Umbria. Va deserta la gara per copertura assicurativa sanità

Umbria. Va deserta la gara per copertura assicurativa sanità
Lo ha riferito il direttore generale alla Commissione Sanità. Cinque compagnie si erano mostrate interessate, ma una volta ricevuto il capitolato con gli oneri connessi hanno scelto di non presentare l’offerta. A ottobre la giunta deciderà se modificare il bando oppure optare per altre soluzioni.

La gara della Regione Umbria per la copertura assicurativa della sanità è andata deserta, nonostante 5 assicurazioni si fossero mostrate interessate. Le compagnie, però, una volta ricevuto il capitolato con gli oneri connessi hanno scelto di non presentare l’offerta. Lo ha rivelato il direttore generale Sanità, Emilio Duca, ai membri della Commissione Sanità e Servizi sociali del Consiglio regionale, riunitisi proprio per
ascoltare l'informativa sullo stato di attuazione della gara.

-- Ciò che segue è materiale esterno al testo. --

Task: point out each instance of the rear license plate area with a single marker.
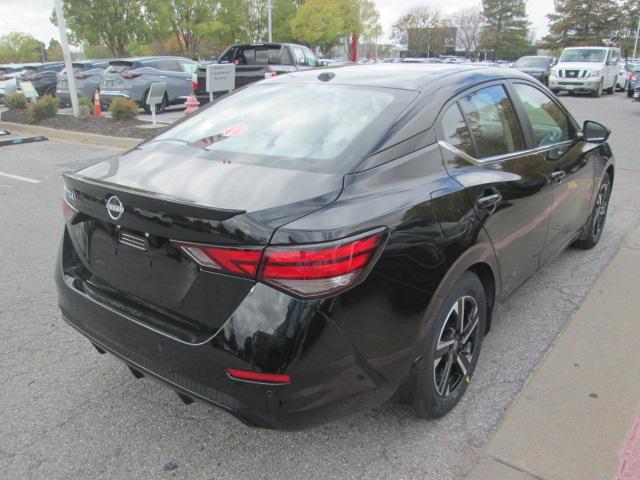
(133, 240)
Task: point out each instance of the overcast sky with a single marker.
(32, 16)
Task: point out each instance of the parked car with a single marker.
(43, 76)
(586, 70)
(538, 66)
(8, 82)
(634, 80)
(87, 74)
(314, 244)
(132, 78)
(628, 73)
(255, 61)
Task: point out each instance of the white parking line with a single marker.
(18, 177)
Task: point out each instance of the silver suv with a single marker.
(88, 74)
(132, 78)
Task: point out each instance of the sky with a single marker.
(32, 16)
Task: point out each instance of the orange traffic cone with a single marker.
(97, 109)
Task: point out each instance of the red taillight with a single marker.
(67, 210)
(249, 376)
(305, 271)
(319, 270)
(236, 261)
(129, 75)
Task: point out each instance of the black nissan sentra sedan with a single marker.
(322, 242)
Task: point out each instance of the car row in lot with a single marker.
(320, 242)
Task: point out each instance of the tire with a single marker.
(592, 231)
(598, 92)
(447, 350)
(161, 107)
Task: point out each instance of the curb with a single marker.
(120, 143)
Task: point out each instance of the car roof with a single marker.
(407, 76)
(154, 57)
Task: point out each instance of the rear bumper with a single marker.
(574, 85)
(330, 378)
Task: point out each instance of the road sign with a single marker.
(28, 90)
(155, 96)
(221, 77)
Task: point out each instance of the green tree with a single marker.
(54, 51)
(583, 22)
(113, 23)
(18, 47)
(283, 12)
(191, 21)
(319, 23)
(423, 29)
(506, 29)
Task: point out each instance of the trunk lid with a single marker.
(174, 193)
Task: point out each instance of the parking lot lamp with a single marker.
(635, 45)
(71, 79)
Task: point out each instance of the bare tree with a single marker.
(469, 23)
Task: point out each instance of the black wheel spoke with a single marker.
(455, 347)
(443, 385)
(463, 362)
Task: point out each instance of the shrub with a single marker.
(123, 109)
(45, 107)
(16, 101)
(87, 102)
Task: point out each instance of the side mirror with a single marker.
(594, 132)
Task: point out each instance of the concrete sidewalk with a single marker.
(576, 418)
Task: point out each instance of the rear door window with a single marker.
(169, 65)
(549, 123)
(493, 122)
(455, 131)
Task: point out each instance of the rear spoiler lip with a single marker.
(209, 212)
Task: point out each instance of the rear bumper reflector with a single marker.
(257, 377)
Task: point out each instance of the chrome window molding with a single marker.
(506, 156)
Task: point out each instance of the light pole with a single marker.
(71, 79)
(269, 6)
(635, 45)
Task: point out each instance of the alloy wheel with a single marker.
(456, 346)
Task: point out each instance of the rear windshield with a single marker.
(254, 55)
(584, 55)
(120, 67)
(304, 127)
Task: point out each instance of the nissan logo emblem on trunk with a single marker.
(115, 209)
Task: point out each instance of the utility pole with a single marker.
(635, 45)
(71, 79)
(269, 6)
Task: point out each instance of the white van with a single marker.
(587, 70)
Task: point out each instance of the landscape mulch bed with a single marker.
(99, 125)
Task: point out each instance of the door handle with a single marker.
(558, 176)
(490, 202)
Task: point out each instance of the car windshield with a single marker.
(297, 126)
(532, 62)
(584, 55)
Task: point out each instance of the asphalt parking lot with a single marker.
(67, 412)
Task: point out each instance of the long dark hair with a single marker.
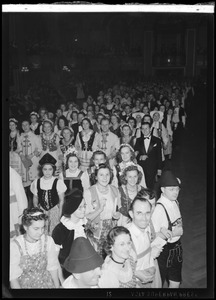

“La Regione – ha spiegato Duca – provvede direttamente a risarcire danni provocati dai sinistri fino ad un valore di 800mila euro, mentre proprio per la copertura dei cosiddetti rischi 'catastrofici', quelli da 800mila euro in su, si ricorre alle compagnie di assicurazione, che finora non hanno mai avuto oneri superiori alla metà di quanto ricevono dal pubblico. Oggi siamo assicurati per 25 milioni e 300mila euro di rischio, ma le compagnie giudicano troppo rischiosa la soglia di 6 milioni l'anno, tra risarcimenti e accantonamenti, dovuta ai sinistri particolarmente gravi che si verificano nella nostra regione, cioè dai 4 ai 6 l'anno”.
 
Il direttore regionale della sanità ha spiegato che i costi variano di continuo e di molto, quindi una nuova gara potrebbe presentare nuove criticità, e c'è da considerare anche il trend, in aumento, delle cause intentate a seguito di errore medico. Nel prossimo mese di ottobre la Giunta regionale dovrà quindi decidere se modificare il bando di gara oppure optare per altre soluzioni.